France: coup de filet trois mois après des violences commises par des gens du voyage

Quinze personnes ont été interpellées lundi dans le sud-est de la France dans le cadre d'une enquête sur des violences commises en octobre par des gens du voyage, a-t-on appris de source judiciaire.
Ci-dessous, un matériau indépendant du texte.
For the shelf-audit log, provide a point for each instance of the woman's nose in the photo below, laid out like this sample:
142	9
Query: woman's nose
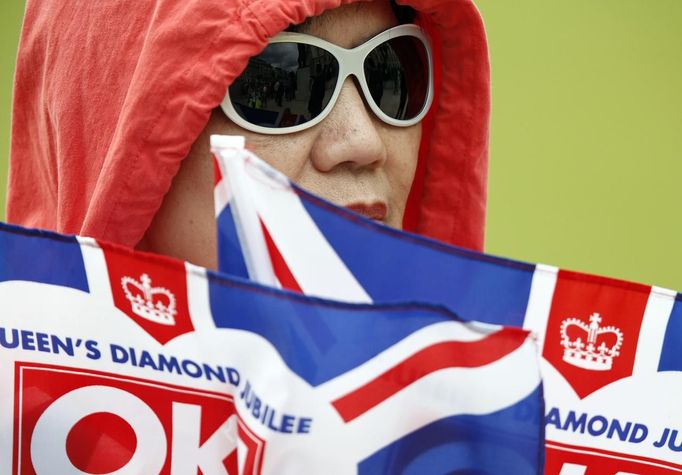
349	135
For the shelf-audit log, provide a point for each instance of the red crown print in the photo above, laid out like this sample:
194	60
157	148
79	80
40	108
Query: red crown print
156	304
584	353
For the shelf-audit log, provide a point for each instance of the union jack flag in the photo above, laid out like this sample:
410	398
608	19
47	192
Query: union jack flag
112	360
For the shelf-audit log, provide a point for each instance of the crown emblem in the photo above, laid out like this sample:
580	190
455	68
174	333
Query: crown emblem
592	352
155	304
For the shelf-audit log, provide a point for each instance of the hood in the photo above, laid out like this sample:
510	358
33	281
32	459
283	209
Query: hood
110	95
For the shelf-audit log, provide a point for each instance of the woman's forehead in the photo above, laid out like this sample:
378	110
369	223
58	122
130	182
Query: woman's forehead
350	25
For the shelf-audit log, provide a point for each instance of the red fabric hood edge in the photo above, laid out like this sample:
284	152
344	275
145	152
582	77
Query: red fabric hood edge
93	152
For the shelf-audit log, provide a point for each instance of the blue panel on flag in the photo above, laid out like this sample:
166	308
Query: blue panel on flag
395	266
671	354
38	256
230	257
317	339
469	444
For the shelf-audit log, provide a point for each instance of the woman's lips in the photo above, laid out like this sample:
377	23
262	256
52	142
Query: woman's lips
375	210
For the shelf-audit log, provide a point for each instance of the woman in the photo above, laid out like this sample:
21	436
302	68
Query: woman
114	103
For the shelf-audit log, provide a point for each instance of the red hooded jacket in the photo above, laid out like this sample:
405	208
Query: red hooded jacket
110	95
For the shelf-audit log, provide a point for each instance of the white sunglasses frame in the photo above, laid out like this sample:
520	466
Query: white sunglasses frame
351	62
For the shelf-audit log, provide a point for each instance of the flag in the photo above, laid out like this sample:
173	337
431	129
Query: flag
114	361
611	364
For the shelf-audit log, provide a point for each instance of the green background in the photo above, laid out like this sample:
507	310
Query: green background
586	148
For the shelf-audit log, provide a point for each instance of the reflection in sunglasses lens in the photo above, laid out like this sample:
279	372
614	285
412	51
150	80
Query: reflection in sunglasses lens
397	76
286	85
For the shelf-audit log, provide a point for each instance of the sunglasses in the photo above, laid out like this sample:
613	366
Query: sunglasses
294	83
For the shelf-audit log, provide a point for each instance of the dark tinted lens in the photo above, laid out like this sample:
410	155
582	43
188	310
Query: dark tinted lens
398	76
286	85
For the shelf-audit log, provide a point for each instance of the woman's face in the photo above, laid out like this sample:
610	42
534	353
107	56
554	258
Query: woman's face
351	158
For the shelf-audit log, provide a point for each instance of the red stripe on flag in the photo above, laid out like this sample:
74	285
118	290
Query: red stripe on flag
279	265
450	354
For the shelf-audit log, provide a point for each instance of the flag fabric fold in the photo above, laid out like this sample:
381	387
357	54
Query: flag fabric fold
113	361
611	364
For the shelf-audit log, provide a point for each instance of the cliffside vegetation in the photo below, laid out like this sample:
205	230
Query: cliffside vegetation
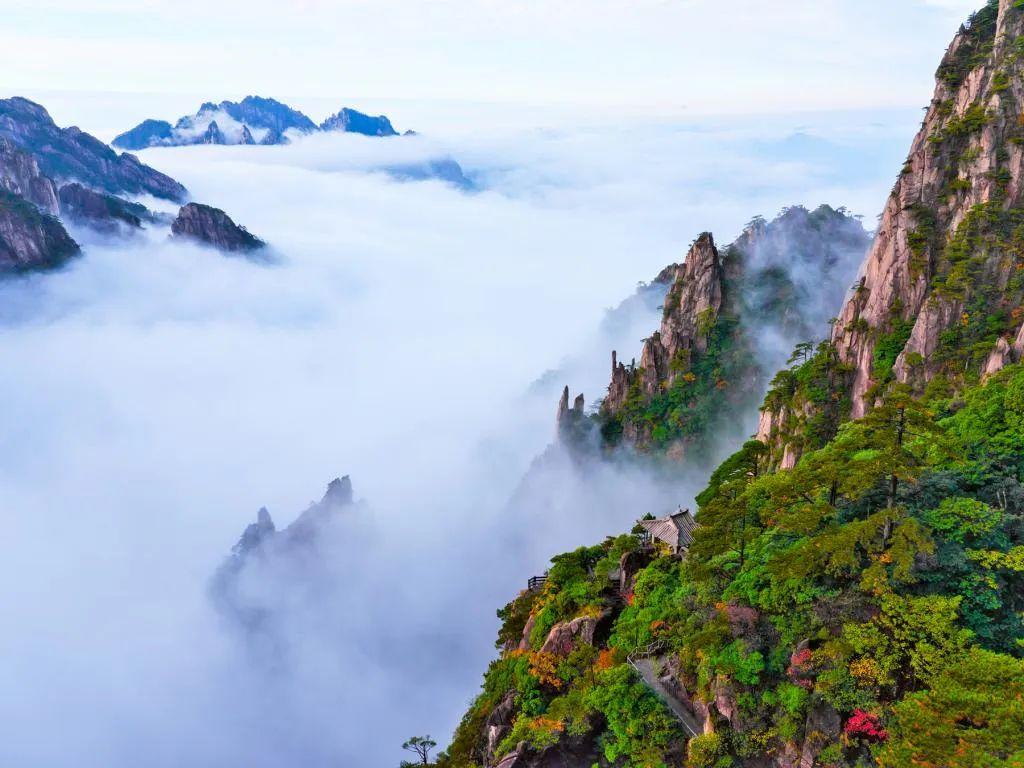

Des membres de cette communauté, qui protestaient contre le refus de la justice de laisser un détenu assister à des funérailles, s'étaient alors livrés à des violences spectaculaires dans la petite commune de Moirans, dans les Alpes françaises.

L'affaire avait fait grand bruit et alimenté les accusations de laxisme contre l'exécutif après une série d'incidents du même ordre.

Quinze personnes, les principaux suspects, ont été arrêtées lundi à l'aube, à Moirans et dans deux communes limitrophes, selon le procureur de Grenoble (sud-est) Jean-Yves Coquillat. Tous ne sont pas membres de la communauté des gens du voyage.

"Les perquisitions ont permis de saisir certains objets intéressant l'enquête", a-t-il poursuivi.

L'opération a démarré vers 06H00 (05H00 GMT) dans un camp de gens du voyage situé en contrebas de la gare de Moirans et dans une cité de cette commune de 8.000 habitants, située à une vingtaine de kilomètres de la ville de Grenoble.

Selon le magistrat, plusieurs émeutiers avaient pu être "photographiés ou vus avant qu'ils ne soient cagoulés", ce qui a d'autant plus facilité l'enquête que "certains étaient déjà fichés". Les gendarmes ont exploité également des éléments d'ADN, parmi d'autres moyens d'investigation.

Les violences n'avaient fait aucun blessé mais une trentaine de voitures avaient été incendiées, certaines jetées sur les voies ferrées, interrompant ainsi la circulation de plus de 120 trains pendant une douzaine d'heures, tandis que la gare et un restaurant avaient été mis à sac.

Les émeutiers réclamaient qu'un détenu de 24 ans, membre de leur communauté, puisse assister aux obsèques de son frère de 17 ans, tué dans un accident de la route le week-end précédant les faits, à bord d'une voiture volée après avoir commis un cambriolage.

La mère du détenu en question fait partie des personnes interpellées lundi.